Sécurité runtime eBPF pour Kubernetes
Utilisez eBPF pour observer processus, fichiers, privilèges et réseau dans Kubernetes tout en maîtrisant le bruit et les risques d’enforcement.

Les conteneurs sont éphémères, mais leurs processus interagissent toujours avec le noyau Linux. La sécurité runtime eBPF observe cette interaction au plus près, reliant exécution, fichiers, privilèges et réseau aux workloads Kubernetes.
Cette visibilité détecte ce que le scan d’image ne voit pas : une image signée et sans CVE peut être détournée au runtime. Il faut cependant éviter le bruit et les politiques qui cassent la production.
Ce qu’apporte eBPF
Les programmes eBPF s’attachent à des événements du noyau et filtrent avant l’espace utilisateur. Les outils conscients de Kubernetes ajoutent namespace, pod, conteneur, labels et identité.
La présentation de Tetragon décrit observabilité et enforcement eBPF pour processus, appels système, fichiers et réseau.

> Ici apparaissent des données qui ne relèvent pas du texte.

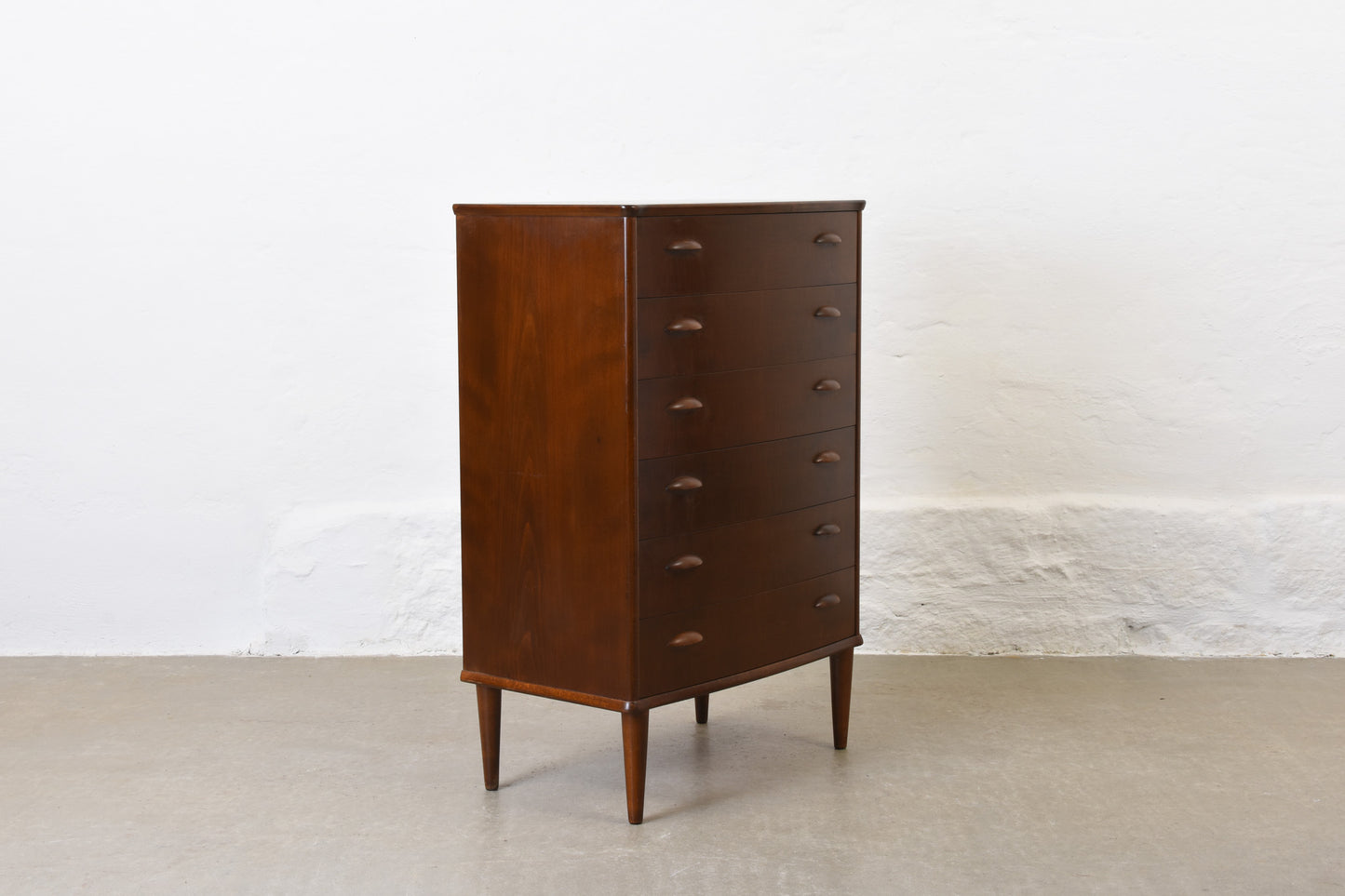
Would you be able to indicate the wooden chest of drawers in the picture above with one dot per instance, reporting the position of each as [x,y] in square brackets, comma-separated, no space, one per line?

Les capacités varient selon noyau, outil et mode.
Cas d’usage :
- shell ou interpréteur inattendu ;
- accès à un fichier sensible ;
- changement de privilèges ;
- connexion d’un processus supposé hors ligne ;
- exécution depuis un chemin inscriptible ;
- signe d’évasion vers l’hôte.
Partir d’un threat model runtime
Listez workloads critiques, processus attendus, destinations autorisées, mounts sensibles et privilèges. Priorisez identité, runners CI, secrets, ingress, bases et services internet.

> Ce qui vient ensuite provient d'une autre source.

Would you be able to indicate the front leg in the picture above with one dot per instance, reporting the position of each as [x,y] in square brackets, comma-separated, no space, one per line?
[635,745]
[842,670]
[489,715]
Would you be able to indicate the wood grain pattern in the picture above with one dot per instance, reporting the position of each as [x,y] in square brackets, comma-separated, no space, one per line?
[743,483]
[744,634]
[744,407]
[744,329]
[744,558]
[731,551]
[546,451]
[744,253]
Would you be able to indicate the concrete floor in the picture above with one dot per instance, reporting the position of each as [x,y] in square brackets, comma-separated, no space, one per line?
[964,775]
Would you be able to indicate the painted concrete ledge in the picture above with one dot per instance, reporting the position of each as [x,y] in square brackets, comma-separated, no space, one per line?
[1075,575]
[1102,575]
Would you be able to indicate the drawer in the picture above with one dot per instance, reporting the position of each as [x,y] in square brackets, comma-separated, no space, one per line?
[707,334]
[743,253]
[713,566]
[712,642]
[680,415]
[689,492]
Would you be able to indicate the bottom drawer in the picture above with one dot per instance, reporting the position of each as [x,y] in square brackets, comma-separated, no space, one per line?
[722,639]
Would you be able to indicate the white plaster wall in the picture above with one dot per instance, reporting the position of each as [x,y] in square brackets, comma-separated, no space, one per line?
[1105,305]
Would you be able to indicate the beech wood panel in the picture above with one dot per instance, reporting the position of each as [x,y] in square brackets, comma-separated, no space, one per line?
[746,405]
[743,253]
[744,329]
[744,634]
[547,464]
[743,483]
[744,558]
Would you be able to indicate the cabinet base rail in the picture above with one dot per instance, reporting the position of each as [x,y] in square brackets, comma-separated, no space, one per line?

Évitez une baseline globale. Un worker de build lance légitimement des compilateurs ; un serveur web statique ne devrait pas ouvrir un shell.
Concevoir des politiques à fort signal
Combinez :
- identité du workload ou namespace ;
- chemin et hash du binaire ;
- relation parent-enfant ;
- capacités et utilisateur ;
- cible fichier ou socket ;
- réputation et prévalence de destination ;
- version et digest de l’image.
Exemples :
- shell dans un conteneur web de production ;
- package manager après déploiement ;
- token de service account lu par un binaire inattendu ;
- connexion vers un domaine rare et mal réputé ;
- accès aux namespaces de l’hôte.
Enrichissez le réseau avec réputation domaine et réputation IP. Le runtime explique pourquoi la connexion compte.
Observer avant de bloquer
Déployez chaque politique en observation. Mesurez le volume, identifiez les variantes légitimes et attribuez un propriétaire aux exceptions. Testez sous charge et en cas d’échec.
Passez à l’enforcement lorsque :
- le comportement est clairement interdit ;
- le périmètre est étroit ;
- la précision est démontrée ;
- rollback et break-glass existent ;
- l’équipe comprend l’action.
Tuer un processus n’annule pas toujours l’opération déjà effectuée. La sémantique doit correspondre à la protection visée.
Pipeline et stockage
Filtrez à la source au lieu d’exporter chaque syscall. Normalisez workload, digest, nœud et arbre de processus. Envoyez les événements à forte valeur au SIEM et conservez le détail pour l’investigation.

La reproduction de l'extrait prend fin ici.